Whilst we won’t go into the detail of how to change terms and conditions here, we’ve put together some practical tips for employers on how to implement changes as smoothly as possible.
- Explain why the change is necessary – if the alternative to an unpopular change is restructure and inevitable redundancies then explain this. It might be easier to demonstrate that the change is the lesser of two evils.
- It’s all about the presentation – if you need to obtain employees’ consent (whether through individual meetings or through a collective consultation process) think about how you are going to present the changes. Set out all of the positive as well as the negative changes and explain what that would mean for the employees. Ultimately, think about the overall package that you are presenting to employees. If questions are raised try to answer them as best you can.
- Can the changes be staggered? Do all of the changes have to happen straight away? It might be possible to make some changes over time and put in place transitional arrangements. In an ideal situation, give employees plenty of notice before the implementation of any changes.
- Can you offer a sweetener? Can you offer staff an incentive to accept the change? Offering an additional benefit in exchange for a detrimental change might be a way to secure agreement. Also, remember that there may also be non-financial ways to incentivise staff to agree to a change.

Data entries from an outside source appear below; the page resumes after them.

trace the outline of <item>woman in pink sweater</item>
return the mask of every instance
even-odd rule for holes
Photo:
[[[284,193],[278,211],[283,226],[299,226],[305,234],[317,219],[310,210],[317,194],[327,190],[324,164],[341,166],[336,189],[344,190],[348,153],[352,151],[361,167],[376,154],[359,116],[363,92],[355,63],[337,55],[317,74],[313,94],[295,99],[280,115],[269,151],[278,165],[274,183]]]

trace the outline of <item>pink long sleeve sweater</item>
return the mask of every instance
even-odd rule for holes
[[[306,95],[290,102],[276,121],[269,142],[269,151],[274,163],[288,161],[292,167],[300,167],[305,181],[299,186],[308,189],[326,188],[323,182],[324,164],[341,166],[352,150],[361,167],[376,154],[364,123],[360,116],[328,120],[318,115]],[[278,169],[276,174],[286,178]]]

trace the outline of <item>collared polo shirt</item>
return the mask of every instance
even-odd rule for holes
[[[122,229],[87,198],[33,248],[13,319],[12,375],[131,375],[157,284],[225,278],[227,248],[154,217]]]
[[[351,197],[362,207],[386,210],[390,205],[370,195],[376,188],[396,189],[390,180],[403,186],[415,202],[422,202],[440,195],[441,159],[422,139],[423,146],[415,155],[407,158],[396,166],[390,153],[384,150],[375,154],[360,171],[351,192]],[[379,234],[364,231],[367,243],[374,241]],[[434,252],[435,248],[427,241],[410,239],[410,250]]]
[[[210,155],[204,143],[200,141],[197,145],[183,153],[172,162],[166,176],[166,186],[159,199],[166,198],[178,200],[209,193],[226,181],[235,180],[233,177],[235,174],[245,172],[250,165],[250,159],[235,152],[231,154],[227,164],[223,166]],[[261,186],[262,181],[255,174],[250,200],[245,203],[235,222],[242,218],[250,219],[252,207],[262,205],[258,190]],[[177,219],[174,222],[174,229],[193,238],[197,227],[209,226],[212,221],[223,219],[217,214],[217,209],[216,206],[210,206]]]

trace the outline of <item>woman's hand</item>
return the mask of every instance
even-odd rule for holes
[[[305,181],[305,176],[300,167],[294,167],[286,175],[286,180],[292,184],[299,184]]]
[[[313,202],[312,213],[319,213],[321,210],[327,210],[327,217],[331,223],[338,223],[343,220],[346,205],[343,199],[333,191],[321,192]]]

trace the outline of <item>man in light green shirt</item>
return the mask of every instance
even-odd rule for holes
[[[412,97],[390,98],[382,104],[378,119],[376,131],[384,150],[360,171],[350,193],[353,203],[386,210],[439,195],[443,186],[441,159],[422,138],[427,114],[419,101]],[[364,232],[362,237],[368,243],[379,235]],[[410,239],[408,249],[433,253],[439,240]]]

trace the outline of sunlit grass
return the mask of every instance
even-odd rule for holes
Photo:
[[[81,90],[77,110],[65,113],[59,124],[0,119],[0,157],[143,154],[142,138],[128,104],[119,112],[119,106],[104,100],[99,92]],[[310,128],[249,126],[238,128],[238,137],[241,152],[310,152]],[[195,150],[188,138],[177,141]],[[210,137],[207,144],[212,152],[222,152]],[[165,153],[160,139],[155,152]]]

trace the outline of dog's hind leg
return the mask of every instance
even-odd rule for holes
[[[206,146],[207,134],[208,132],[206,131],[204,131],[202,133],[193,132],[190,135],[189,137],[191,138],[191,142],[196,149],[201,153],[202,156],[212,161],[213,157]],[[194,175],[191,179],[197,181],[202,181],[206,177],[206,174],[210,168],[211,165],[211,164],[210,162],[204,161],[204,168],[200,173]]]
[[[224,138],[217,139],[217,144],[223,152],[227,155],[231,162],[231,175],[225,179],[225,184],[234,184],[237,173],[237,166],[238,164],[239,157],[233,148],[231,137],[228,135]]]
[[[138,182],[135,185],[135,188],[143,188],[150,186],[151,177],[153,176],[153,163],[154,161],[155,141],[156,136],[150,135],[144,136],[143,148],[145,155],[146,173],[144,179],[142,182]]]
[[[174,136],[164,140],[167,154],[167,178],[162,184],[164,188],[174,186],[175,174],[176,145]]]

- Choose your time carefully – it might be more difficult to convince employees to agree to a proposed change if morale is low at a particular time of the year. If something beneficial is due to happen to employees in the foreseeable future it might be advisable to link the change to it. For example, it might be easier for employers to introduce a change to a contractual bonus structure at the same time as annual salary reviews. The salary increase could then be presented as part of a larger package, in exchange for a less favourable change in a bonus structure.
Of course, it is not always possible to obtain consent from all employees, and other routes may be necessary, however obtaining express consent is often the best starting point to enforce a change.